If you deploy it in Amazon as a service, it’s represented by a load balancer and during this gradual traffic increase on our newly deployed service, we started to notice that we had downtime and servers became unavailable. We switched it back to the old one and to the backup service and we started to investigate and it seems like AWS does autoscaling out-of-the-box and behind the scenes, and it works perfectly, but it does it in a way that during the autoscaling it changes IP addresses behind your load balancer DNS name.

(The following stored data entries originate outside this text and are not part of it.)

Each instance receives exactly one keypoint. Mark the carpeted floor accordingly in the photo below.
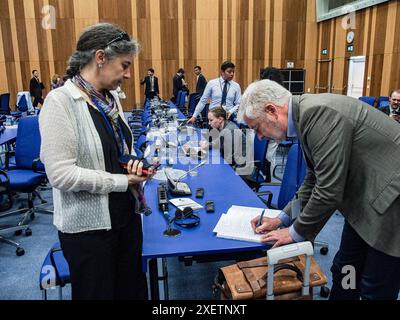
(19, 276)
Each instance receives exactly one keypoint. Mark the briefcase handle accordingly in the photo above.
(285, 252)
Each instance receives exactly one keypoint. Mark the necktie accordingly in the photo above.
(224, 93)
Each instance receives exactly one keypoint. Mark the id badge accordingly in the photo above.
(296, 208)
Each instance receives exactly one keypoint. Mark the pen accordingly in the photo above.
(259, 221)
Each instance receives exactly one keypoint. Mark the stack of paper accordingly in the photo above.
(235, 224)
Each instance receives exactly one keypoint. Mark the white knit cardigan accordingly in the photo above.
(72, 153)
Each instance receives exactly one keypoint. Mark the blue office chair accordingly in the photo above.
(6, 203)
(178, 98)
(279, 194)
(29, 172)
(382, 100)
(368, 99)
(54, 272)
(262, 167)
(5, 106)
(194, 99)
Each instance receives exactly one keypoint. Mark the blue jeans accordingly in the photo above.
(377, 274)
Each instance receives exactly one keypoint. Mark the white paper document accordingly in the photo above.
(235, 224)
(182, 203)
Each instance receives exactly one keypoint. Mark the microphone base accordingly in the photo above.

And in our case, like HAProxy, we didn’t do dynamic resolvers; and in our case during autoscaling, HAProxy on the start resolves your DNS load balancer name to specific IP addresses and when AWS ELB scales, we get new IP addresses and old IP addresses are unavailable. And so we have service downtime.

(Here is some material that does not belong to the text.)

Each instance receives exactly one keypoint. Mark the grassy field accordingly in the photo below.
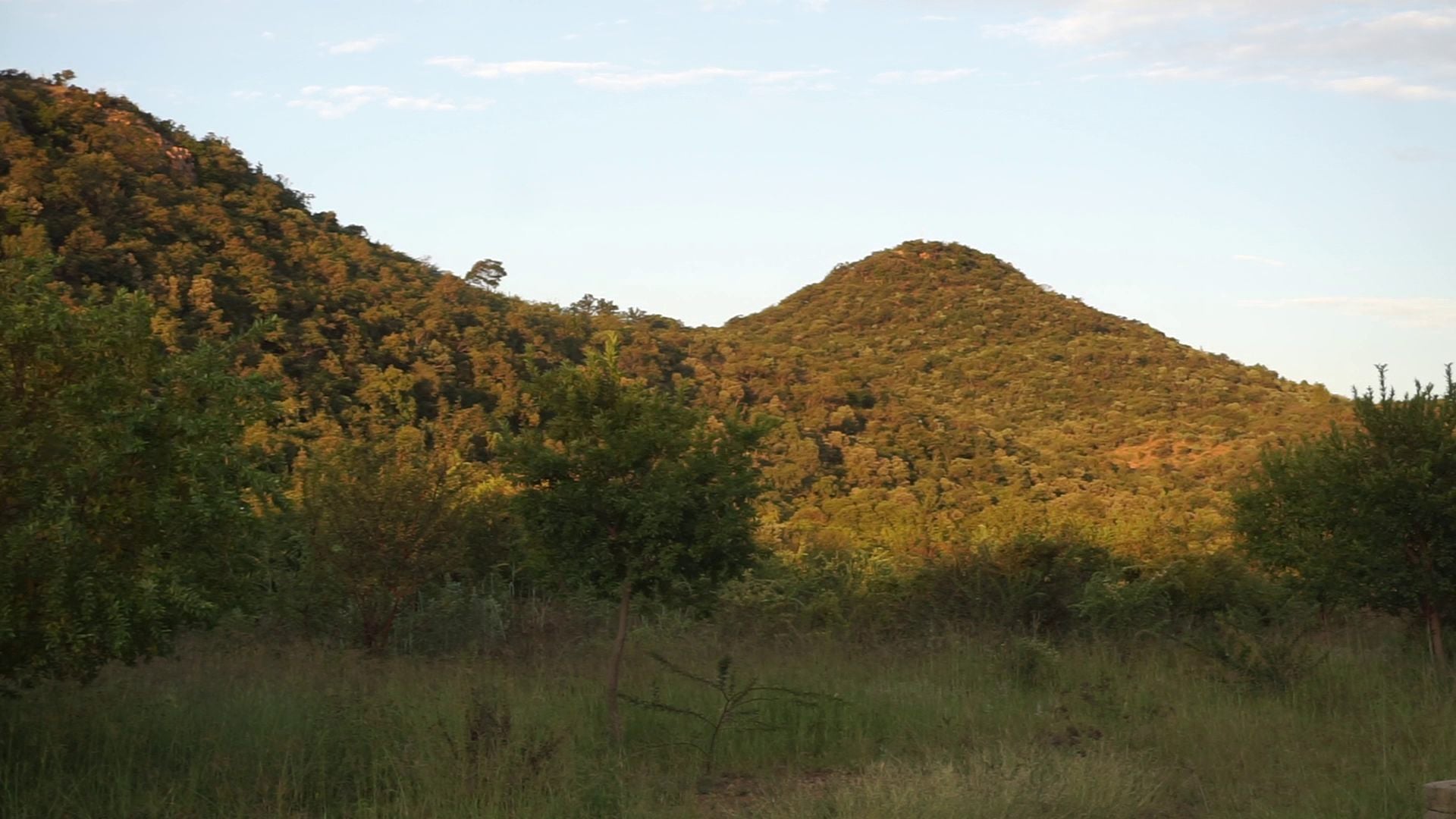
(952, 726)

It was [an] unpleasant case when we experienced such problems, but we quickly solved it, but it’s worth to mention that you can have it and please use dynamic resolvers. I think it considers not only AWS. It considers every cloud-based provider and even if you have [a] DNS name in your backend on servers and if you plan to change IP addresses behind it, please take it into account and use it.
Okay, the other not to mention point, when you deploy your server, when you do migration of your service to Kubernetes, you probably have your dependent services deployed in the old infrastructure and during this migration you have to communicate with both in this new one and in the old one and maintaining two deployments like new one and old ones simultaneously makes you provide connectivity with, for example, that database layer from Kubernetes and from your old infrastructure. And the point is your old data layer and dependent services has probably deployed in the old infrastructure. And, okay, when you do deployment you set up for example Kubernetes as a single, separate network and it’s not so easy to connect to these resources.
We used a lot of metrics like response times from HAProxy to the backend and from the HAProxy to the client.
Okay, you migrate services. You do it day to day and sometimes you see that it’s not going so well and monitoring seems to be a good place to look and to look for metrics and to see if everything goes well. HAProxy provides you with a bunch of metrics and we use DataDog as a monitoring dashboard. We use 200 errors, 500 errors, and it seems it was very useful. For example, if you migrate a service and you notice an increase of 500 errors, you can dive in and investigate further.
Apart from that, we used a lot of metrics like response times from HAProxy to the backend and from the HAProxy to the client; and sometimes it gave us a lot of benefits to notice [a] problem immediately and to fix it. I will name one. What is the downside of Kubernetes, if you can say so? Because if you deploy your service on dedicated hardware, is it bare metal or cloud based? You just reserve an EC2 instance with sufficient capacity. You know how much memory it has, how much CPU it has, and you use it and your service works on that instance and everything is okay. If you need more, you provision more.
HAProxy metrics help us with monitoring and to prevent such bad experiments from going to production.
We store all HAProxy configs in GitHub and we use pull requests to review.
So that’s it. As I said, we succeeded in migration. HAProxy helped us a lot, doing it reliably and in a predictable way. And if you have some questions, I’m ready to answer and thank you very much.